Accomplishments that we're proud of

Achieving >95% gesture recognition accuracy using only a standard webcam.
Successfully connecting Amazon Nova reasoning with real-time OS-level UI control.
Building a fully working multimodal interface prototype within a short hackathon timeframe.
Reducing common workflow times by up to 90%+ in tasks like form filling and email handling.

What we learned

The Power of Nova Act
We discovered how powerful Amazon Nova Act is at translating visual UI layouts into actionable automation instructions.
Software Can Compensate for Hardware Limitations
Through filtering, smoothing algorithms, and intent fusion models, we achieved reliable interaction using only commodity hardware.
Accessibility Matters
During testing, we realized how transformative multimodal interfaces can be for users with physical limitations. This reinforced our motivation to build more inclusive computing systems.

What's next for GGS

This project is just the beginning.
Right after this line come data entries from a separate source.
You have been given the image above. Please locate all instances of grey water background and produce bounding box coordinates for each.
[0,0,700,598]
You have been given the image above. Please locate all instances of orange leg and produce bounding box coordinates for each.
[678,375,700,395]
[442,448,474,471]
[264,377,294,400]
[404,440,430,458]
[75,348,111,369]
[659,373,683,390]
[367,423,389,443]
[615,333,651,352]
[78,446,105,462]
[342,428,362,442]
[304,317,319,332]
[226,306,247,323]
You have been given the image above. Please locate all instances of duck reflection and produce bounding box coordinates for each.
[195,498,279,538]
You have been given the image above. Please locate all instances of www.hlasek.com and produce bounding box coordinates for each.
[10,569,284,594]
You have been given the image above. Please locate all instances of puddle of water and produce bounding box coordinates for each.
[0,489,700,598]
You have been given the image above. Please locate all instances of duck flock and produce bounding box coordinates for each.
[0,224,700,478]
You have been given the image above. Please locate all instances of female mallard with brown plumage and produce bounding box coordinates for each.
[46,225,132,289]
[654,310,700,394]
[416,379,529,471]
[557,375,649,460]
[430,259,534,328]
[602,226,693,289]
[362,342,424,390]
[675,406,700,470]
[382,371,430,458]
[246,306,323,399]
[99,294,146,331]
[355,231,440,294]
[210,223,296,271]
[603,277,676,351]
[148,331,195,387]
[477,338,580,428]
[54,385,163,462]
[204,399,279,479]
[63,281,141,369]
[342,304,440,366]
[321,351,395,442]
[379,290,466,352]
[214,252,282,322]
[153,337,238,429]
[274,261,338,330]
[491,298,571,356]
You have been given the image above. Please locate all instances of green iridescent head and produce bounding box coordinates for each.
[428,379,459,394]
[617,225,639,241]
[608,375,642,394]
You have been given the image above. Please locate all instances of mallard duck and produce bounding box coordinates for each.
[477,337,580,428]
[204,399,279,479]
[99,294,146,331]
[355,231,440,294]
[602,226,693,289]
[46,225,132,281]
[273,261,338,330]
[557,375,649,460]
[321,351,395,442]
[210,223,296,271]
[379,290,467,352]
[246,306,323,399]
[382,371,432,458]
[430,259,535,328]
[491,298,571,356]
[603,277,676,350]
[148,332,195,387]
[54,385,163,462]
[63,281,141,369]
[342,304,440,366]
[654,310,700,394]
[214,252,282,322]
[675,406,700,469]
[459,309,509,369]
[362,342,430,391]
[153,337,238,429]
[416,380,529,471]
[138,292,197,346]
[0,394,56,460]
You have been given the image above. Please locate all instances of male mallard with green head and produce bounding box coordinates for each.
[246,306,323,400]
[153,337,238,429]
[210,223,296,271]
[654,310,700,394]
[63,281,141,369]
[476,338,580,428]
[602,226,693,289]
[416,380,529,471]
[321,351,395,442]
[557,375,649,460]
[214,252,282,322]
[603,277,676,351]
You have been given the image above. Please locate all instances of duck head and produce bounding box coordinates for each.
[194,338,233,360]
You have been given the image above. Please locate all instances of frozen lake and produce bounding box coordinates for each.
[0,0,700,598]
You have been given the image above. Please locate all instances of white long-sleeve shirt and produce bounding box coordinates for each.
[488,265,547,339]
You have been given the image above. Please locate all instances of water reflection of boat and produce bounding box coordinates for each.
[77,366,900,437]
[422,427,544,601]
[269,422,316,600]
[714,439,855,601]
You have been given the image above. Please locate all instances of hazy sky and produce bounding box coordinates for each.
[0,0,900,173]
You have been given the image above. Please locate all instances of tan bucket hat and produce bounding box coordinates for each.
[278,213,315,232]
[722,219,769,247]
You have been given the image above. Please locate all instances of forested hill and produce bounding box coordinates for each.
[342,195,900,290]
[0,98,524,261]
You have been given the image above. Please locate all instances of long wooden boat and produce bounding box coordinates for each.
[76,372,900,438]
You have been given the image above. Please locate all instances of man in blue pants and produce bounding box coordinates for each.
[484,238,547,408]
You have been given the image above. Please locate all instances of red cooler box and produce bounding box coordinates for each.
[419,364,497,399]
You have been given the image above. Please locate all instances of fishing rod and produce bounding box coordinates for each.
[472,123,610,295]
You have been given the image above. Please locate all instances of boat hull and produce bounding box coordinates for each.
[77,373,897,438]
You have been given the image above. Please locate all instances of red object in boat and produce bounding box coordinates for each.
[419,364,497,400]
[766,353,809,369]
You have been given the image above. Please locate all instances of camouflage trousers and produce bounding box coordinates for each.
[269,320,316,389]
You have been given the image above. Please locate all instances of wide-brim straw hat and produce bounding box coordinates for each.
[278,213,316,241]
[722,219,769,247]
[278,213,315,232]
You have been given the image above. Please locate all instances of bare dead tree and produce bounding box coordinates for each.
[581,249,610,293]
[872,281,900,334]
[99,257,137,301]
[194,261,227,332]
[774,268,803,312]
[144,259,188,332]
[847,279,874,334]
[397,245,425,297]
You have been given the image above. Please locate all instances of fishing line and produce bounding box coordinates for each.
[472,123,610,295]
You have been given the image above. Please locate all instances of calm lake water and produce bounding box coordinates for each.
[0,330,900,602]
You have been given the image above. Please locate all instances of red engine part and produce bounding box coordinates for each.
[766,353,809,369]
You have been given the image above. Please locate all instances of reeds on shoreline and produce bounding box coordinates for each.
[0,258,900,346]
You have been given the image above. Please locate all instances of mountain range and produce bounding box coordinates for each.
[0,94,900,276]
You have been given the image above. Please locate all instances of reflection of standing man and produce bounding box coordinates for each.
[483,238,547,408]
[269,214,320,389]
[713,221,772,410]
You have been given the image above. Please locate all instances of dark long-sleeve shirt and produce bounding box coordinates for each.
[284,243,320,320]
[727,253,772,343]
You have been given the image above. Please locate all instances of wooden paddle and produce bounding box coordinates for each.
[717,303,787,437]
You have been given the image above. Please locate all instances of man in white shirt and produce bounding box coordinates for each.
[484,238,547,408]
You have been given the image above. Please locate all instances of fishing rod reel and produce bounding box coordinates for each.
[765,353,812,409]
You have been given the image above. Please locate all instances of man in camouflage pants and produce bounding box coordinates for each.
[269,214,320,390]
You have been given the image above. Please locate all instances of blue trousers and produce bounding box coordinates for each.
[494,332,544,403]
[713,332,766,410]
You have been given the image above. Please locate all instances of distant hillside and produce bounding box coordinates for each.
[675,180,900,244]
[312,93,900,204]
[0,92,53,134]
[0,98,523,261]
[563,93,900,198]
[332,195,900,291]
Our next steps include:

Expanding the Gesture Library
Supporting more complex gestures for tasks like video editing or 3D modeling.
Edge AI Optimization
Moving the vision pipeline to edge NPUs to dramatically reduce latency and CPU usage.
Open Source Contributions
We plan to release our multimodal extensions for the trycua framework so other developers can build gaze-and-gesture-based AI agents.

Our long-term vision is to evolve GGS (Gaze Gesture Speech) into a universal human-computer interaction layer where computers understand user intent as naturally as a human assistant.